Der Vater wandte sich an die Kleine: »Ein Angsthase bist du, Ada. Kluge Mädchen brauchen die Hexen nicht zu fürchten. Du bist doch ein kluges Mädchen, nicht?«

»Ja, schon. Aber die Hexen können doch lauter böse Künste, und wenn man keinen Eberzahn hat…«

»So, einen Eberzahn möchtest du haben? Wir werden sehen. Aber ich weiß etwas, was noch besser ist. Ich weiß eine Wurzel, die werde ich dir bringen, im Herbst müssen wir sie suchen und ziehen, die schützt kluge Mädchen vor allem Zauber und macht sie sogar noch hübscher.«

Ada lächelte und freute sich, sie war schon beruhigt, seit der Geruch der Hütte und das bißchen Feuerschein um sie war. Schüchtern fragte Knecht: »Könnte nicht ich die Wurzel suchen gehen? Du müßtest sie mir beschreiben…«

Turu kniff die Augen klein. »Das möchte mancher kleine Junge gern wissen,« sagte er, aber seine Stimme klang nicht böse, nur etwas spöttisch. »Es hat noch Zeit damit. Im Herbst vielleicht.«

Knecht zog sich zurück und verschwand in der Richtung nach dem Knabenhaus, wo er schlief. Eltern hatte er nicht, er war eine Waise, und auch darum empfand er bei Ada und in ihrer Hütte einen Zauber.

Der Regenmacher Turu liebte die Worte nicht, er hörte weder andre noch sich gern reden; viele hielten ihn für wunderlich, manche für mürrisch. Er war es nicht.
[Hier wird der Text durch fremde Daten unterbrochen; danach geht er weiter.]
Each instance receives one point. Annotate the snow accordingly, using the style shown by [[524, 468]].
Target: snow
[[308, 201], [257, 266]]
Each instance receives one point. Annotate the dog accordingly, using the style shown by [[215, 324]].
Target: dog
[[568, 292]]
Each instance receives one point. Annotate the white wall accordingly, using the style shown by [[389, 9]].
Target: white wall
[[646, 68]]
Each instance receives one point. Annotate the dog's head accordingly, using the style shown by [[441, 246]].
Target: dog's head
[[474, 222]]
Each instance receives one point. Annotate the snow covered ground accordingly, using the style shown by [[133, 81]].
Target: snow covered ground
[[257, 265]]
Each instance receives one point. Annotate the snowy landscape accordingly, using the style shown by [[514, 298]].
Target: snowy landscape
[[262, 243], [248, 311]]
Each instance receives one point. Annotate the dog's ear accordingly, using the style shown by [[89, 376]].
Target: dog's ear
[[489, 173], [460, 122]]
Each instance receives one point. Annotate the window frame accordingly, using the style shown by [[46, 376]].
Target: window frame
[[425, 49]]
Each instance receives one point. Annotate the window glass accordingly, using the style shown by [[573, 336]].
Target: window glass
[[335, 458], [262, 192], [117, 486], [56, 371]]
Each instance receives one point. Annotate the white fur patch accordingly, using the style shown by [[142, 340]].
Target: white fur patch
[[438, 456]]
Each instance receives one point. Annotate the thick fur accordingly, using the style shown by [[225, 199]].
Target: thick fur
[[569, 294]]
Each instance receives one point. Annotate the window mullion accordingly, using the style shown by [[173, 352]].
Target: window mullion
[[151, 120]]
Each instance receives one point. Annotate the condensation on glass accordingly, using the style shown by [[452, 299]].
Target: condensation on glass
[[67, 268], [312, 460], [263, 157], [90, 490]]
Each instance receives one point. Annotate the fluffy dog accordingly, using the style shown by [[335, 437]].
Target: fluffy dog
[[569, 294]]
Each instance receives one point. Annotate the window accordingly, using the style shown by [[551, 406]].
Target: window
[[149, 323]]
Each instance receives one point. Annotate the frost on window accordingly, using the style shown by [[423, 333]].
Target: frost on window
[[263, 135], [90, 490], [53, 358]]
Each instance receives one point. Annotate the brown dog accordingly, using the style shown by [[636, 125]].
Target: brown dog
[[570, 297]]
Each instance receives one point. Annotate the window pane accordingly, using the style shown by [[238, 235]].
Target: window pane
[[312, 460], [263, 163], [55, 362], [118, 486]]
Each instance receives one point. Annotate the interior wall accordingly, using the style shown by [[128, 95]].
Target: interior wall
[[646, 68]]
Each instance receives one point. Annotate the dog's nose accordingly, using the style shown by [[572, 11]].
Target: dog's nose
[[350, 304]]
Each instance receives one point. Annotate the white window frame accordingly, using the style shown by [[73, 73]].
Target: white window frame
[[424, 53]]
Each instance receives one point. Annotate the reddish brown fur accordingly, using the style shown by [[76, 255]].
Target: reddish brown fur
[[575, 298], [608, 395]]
Er wußte von dem, was um ihn her vorging, immerhin mehr, als man seiner gelehrten und einsiedlerischen Zerstreutheit zutraute. Er wußte unter andrem genau darum, daß dieser etwas lästige, aber hübsche und offenbar kluge Knabe ihm nachlaufe und ihn beobachte, von allem Anfang an hatte er es bemerkt, es dauerte schon ein Jahr und länger. Er wußte auch genau, was das bedeute. Es bedeutete viel für den Jungen und bedeutete viel auch für ihn, den Alten. Es bedeutete, daß dieser Bursche in die Wettermacherei verliebt war und nichts sehnlicher wünschte, als sie zu lernen. Immer einmal gab es einen solchen Knaben in der Siedlung. Mancher war schon so dahergekommen. Mancher ließ sich leicht abschrecken und entmutigen, andre nicht, und er hatte schon zwei von ihnen jahrelang zu Schülern und Lehrlingen gehabt, die hatten dann weit fort in andre Dörfer geheiratet und waren dort Regenmacher oder Kräutersammler geworden; seither war Turu allein geblieben, und wenn er je nochmals einen Lehrling annähme, dann würde er es tun, um einst einen Nachfolger zu haben. So war es immer gewesen, so war es richtig und konnte nicht anders sein: immer wieder mußte ein begabter Knabe auftauchen und mußte dem Manne anhängen und nachlaufen, den er sein Handwerk als Meister beherrschen sah. Knecht war begabt, er hatte, was man braucht, und hatte auch einige Zeichen, die ihn empfahlen: den forschenden, zugleich scharfen und träumerischen Blick vor allem, das Verhaltene und Lautlose im Wesen und im Ausdruck des Gesichts und Kopfes etwas Spürendes, Witterndes, Waches, auf Geräusche und Gerüche Aufmerkendes, etwas Vogelhaftes und Jägerhaftes. Gewiß, aus diesem Knaben konnte ein Wetterkundiger werden, vielleicht auch ein Magier, er war zu brauchen. Aber es hatte keine Eile damit, er war ja noch zu jung, und man brauchte ihm keineswegs zu zeigen, daß man ihn erkannte, man durfte es ihm nicht zu leicht machen, es sollte ihm kein Weg erspart werden. Wenn er einzuschüchtern, abzuschrecken, abzuschütteln, zu entmutigen war, dann war es nicht schade um ihn. Mochte er warten und dienen, mochte er herumschleichen und um ihn werben.